Thursday, May 3, 2012

Stay Away from Harvard: The Design Center

Like many, I had nothing to do on the most recent observed birthday of Washington, the black fellow from “Welcome Back Karter,” so I decided this was a good time to visit the Design Center, located at the end of the Silver Line. Some background on the Design Center is what would be in this paragraph usually, but I don't have any. It's just south of the main city with glorious views of the airport and a glimpse of Eastie to the, ah, east and there are a lot of converted warehouses so I guess this is where goods came in once upon a time? Like furniture and stuff. As a result, they converted one of the larger warehouses into a multilevel display arcade for various providers of furniture, interior design materiel, carpeting and the like to show off their wares to, well, I don't know that either. I'm guessing, as well as interior designers, it's for the benefit of people who buy in bulk for such as hotels or executive apartments or for model units. This is pure speculation. It was a bright, warm, if windy day. It took me about 45 minutes to get from Forest Hills to the Design Center stop. There were surprisingly few vagrants on the Orange Line that day and almost none in South Station. I've taken the Silver Line many times, as when I was a concierge one of my appointments was best reached taking that route. It is an unpredictable, slow, bus route of four separate lines that go to places no one wants to go. The SL3-5 skirt by nice South End sections before ending up in Dudley Square, the SL2 terminates in the Design Center after going past Boston's World Trade Center. The only line of value on the Silver Line is the SL1, fittingly, the line that takes you to the airport, giving you opportunity to get as far away from the MBTA as possible.
Former Infrastructure

After waiting 20 minutes on the platform and another ten once actually on the SL2 (posted schedule states a bus is available every 15 minutes or less) we were on our way through distinctly Soviet Bloc-styled tunnels that took us under the Fort Point canal to the Boston City Courthouse. In my concierge days, I was often accompanied by an apparently homeless man who smelled distinctively of sweat socks but I was not met with that gentleman today. Almost everyone got off at the Courthouse stop (a walking distance half the time from South Station as we'd waited for the bus) and we continued on our way, with one older gentleman remaining behind despite it being the last stop on the line. I'd been to the Design Center once before to pick up my company's race team information and t-shirts so, after the bus wandered around the Design Center in a wide circle, I prepped my backstory to get past the front desk guy and gain entry, and stepped out.

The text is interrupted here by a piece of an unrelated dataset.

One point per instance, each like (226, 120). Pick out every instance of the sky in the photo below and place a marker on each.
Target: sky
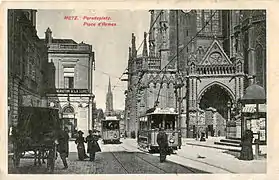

The Design Center is kind of perched out in the harbor, so it was even windier than it was deeper in the city. I had a thought to wander around about as I saw a footbridge that led to parts of South Boston that are actually occupied, but I figured it was too distracting from my primary objective: on to the Design Center. Which was hilariously completely closed. I had no idea this country so revered that quirky 70's show about an inner-city high school teacher. Must have been the words of wisdom the main character always gave at the end. Undeterred, I decided to check out what else the area had to offer. As it turns out, not much. I learned by reading a map at a much later date that there was a former dry dock in the area, the basin of which must have turned into the berth where cruise ships park when picking up people trying to get away from Boston, true to the spirit of being on the Silver Line. Were there happy cruise goers and well-wishers galore? No, of course there wasn't. The entire place looked completely abandoned.

But it did have a dead bird by a trashcan on the second floor!

I did find a few unlocked doors, though. They mostly led to inner hallways, particularly well-designed bathrooms for what by all outward appearances seemed to be an abandoned warehouse. At the end of one hall was a locked door for what looked like a machinists shop. I imagined that some
quirky designers completed interesting feats of metallurgy before foisting them on the moneyed classes but that was probably bullshit. There were a few unlocked doors that led to loading docks protected from the open air by thick translucent vinyl strips. What protected whatever was not bolted down from whoever happened to be by with a van or truck was not exactly clear. But hey, Southie's known for its trustworthiness and lack of crime, so it's probably all good.
These guys seemed pretty on the level.

Not wanting to fill up my phone's camera – but mostly because I saw the SL2 approaching a stop, and at 3PM on a holiday schedule, that may be the last time it would come – I dashed off to the bustop, hailing the driver so that he wouldn't strand me in a glorified business park. I thanked him for stopping, but he barely registered my existence and we sat at the stop for another five minutes despite no one else being in sight. I noticed that the old man who had remained when I initially departed was still on the bus, sitting in a different seat. I obliged by sitting far away from him as I could while retaining a window seat.
It did have the loneliest Au Bon Pain on the planet, though!